Lines of code was always a weak productivity metric, and AI-assisted development has finally made that obvious to everyone, not just the engineers who complained about it. When a tool can generate hundreds of lines in seconds, volume stops being a meaningful signal of anything — effort, value, or quality. Organizations that haven't updated how they measure engineering output are now measuring noise.
What good metrics look like
Useful productivity metrics share a few properties: they're hard to game by accident, they correlate with something the business actually cares about, and they hold up whether a change was written by a person, generated by a model, or some mix of both. Cycle time — from a piece of work starting to it reaching production — holds up well under that test. So does change failure rate, deployment frequency, and the rate at which work gets reverted or hotfixed shortly after shipping.

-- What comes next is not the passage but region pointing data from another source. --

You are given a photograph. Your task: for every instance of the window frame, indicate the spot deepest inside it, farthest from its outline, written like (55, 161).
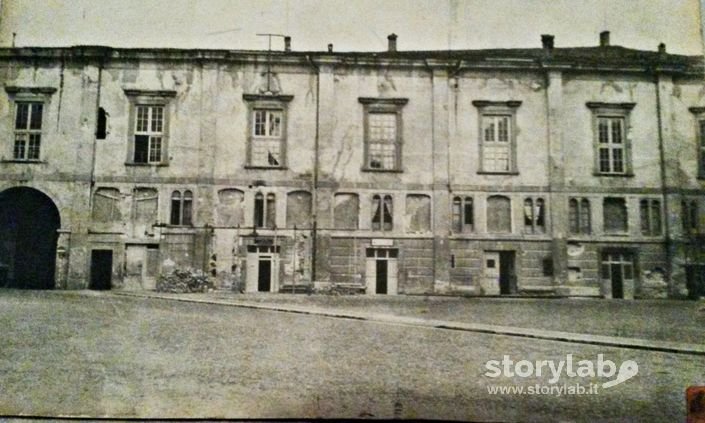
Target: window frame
(150, 99)
(625, 202)
(611, 111)
(182, 202)
(33, 96)
(537, 218)
(383, 106)
(267, 103)
(383, 199)
(485, 109)
(465, 203)
(653, 219)
(583, 216)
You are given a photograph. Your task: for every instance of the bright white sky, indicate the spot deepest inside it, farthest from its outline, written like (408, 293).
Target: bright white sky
(352, 24)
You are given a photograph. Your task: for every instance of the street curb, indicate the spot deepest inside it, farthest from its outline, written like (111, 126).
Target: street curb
(577, 338)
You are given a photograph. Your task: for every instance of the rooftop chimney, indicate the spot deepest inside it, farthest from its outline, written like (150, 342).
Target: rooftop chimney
(392, 38)
(547, 41)
(604, 39)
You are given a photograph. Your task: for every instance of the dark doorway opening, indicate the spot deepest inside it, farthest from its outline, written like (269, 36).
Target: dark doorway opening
(695, 280)
(101, 269)
(507, 273)
(29, 221)
(264, 276)
(381, 277)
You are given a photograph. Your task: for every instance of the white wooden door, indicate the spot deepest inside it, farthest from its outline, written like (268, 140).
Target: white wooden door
(490, 273)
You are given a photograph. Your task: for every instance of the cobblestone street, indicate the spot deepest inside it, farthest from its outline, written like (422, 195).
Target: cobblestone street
(95, 354)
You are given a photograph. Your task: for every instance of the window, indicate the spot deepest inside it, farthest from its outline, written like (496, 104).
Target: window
(28, 130)
(534, 216)
(181, 208)
(650, 215)
(106, 205)
(298, 209)
(145, 205)
(615, 215)
(418, 213)
(579, 216)
(267, 130)
(463, 214)
(497, 136)
(29, 105)
(382, 213)
(149, 128)
(346, 211)
(383, 134)
(265, 211)
(612, 145)
(689, 217)
(229, 211)
(499, 214)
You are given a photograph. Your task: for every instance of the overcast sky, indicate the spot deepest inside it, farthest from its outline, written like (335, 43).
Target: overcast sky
(352, 24)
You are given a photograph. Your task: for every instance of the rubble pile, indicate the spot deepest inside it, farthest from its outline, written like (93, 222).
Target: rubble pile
(183, 281)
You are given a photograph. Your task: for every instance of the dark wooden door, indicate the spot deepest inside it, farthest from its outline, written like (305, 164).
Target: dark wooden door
(101, 269)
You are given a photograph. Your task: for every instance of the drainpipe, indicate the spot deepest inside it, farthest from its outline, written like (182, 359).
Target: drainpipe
(434, 249)
(664, 189)
(314, 199)
(95, 134)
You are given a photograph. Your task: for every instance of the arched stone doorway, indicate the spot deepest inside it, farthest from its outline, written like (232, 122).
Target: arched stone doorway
(29, 221)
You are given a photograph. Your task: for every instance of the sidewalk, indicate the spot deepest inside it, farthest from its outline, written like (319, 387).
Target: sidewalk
(390, 318)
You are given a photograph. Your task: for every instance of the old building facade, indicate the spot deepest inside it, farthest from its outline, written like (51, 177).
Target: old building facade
(560, 171)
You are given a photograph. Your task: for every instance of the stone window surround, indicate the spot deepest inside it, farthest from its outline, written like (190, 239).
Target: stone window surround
(383, 105)
(612, 110)
(275, 102)
(17, 94)
(137, 98)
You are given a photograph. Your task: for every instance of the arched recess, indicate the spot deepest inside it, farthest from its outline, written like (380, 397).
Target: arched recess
(29, 221)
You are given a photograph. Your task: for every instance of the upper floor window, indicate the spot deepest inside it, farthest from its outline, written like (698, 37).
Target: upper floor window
(614, 212)
(181, 208)
(149, 130)
(689, 216)
(265, 211)
(534, 215)
(28, 130)
(29, 104)
(267, 130)
(650, 215)
(612, 144)
(579, 216)
(499, 214)
(346, 211)
(382, 213)
(497, 135)
(383, 133)
(463, 214)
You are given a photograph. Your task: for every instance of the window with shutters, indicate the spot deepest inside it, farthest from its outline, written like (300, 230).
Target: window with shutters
(383, 136)
(497, 129)
(611, 138)
(267, 130)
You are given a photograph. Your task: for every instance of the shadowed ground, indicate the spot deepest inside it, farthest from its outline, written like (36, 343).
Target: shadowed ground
(101, 355)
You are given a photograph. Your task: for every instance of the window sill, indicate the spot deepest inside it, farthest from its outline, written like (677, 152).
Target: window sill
(146, 164)
(487, 172)
(370, 169)
(23, 161)
(253, 167)
(613, 175)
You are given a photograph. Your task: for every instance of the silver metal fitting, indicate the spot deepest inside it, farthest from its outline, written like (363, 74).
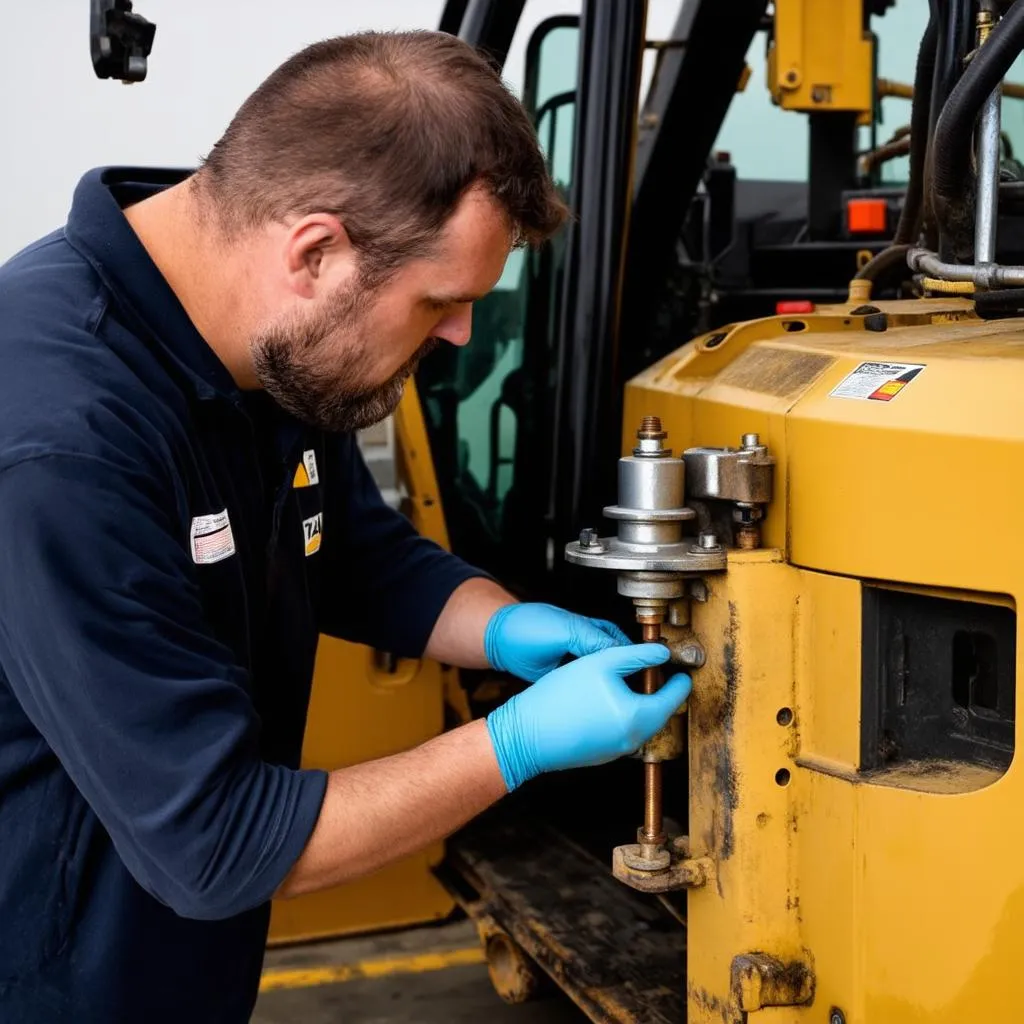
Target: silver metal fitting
(742, 474)
(650, 513)
(689, 654)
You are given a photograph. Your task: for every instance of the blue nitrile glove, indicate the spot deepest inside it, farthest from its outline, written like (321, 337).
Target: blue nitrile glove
(583, 714)
(530, 640)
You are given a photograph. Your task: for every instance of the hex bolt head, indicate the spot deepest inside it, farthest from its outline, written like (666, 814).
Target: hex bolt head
(691, 655)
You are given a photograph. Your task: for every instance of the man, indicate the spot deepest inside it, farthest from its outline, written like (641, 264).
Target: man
(171, 358)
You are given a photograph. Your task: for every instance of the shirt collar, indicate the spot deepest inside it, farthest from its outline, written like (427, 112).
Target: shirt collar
(98, 229)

These DORA-style metrics aren't new, but AI-assisted development raises their importance, because the easy proxy metrics — commits per day, PRs opened, lines changed — are now trivially inflated by tooling rather than effort. A team can look dramatically more "productive" on paper while actually shipping less reliable software, if the only thing being measured is throughput.
Review load is a productivity metric too
One thing that often gets missed: as code generation accelerates, review and verification become a larger share of total delivery time, not a smaller one. A team's real velocity is gated by how fast it can safely review, test, and validate changes — not how fast it can produce them. Tracking review turnaround time and the ratio of review time to authoring time gives a much more honest picture of where a team's actual capacity is going.
Quality has to be in the same dashboard as speed
Speed metrics without quality metrics next to them are an invitation to cut corners. Defect escape rate, production incident frequency, and test coverage trends matter more, not less, in an AI-assisted workflow, because the velocity gains make it easier to outrun your own quality bar without noticing until something breaks in front of a customer.
The goal isn't to abandon measurement — it's to measure the things that were always true indicators of healthy delivery and stop pretending raw output volume ever told the whole story. AI-assisted development didn't break developer productivity measurement. It just removed the last excuse for using a bad metric.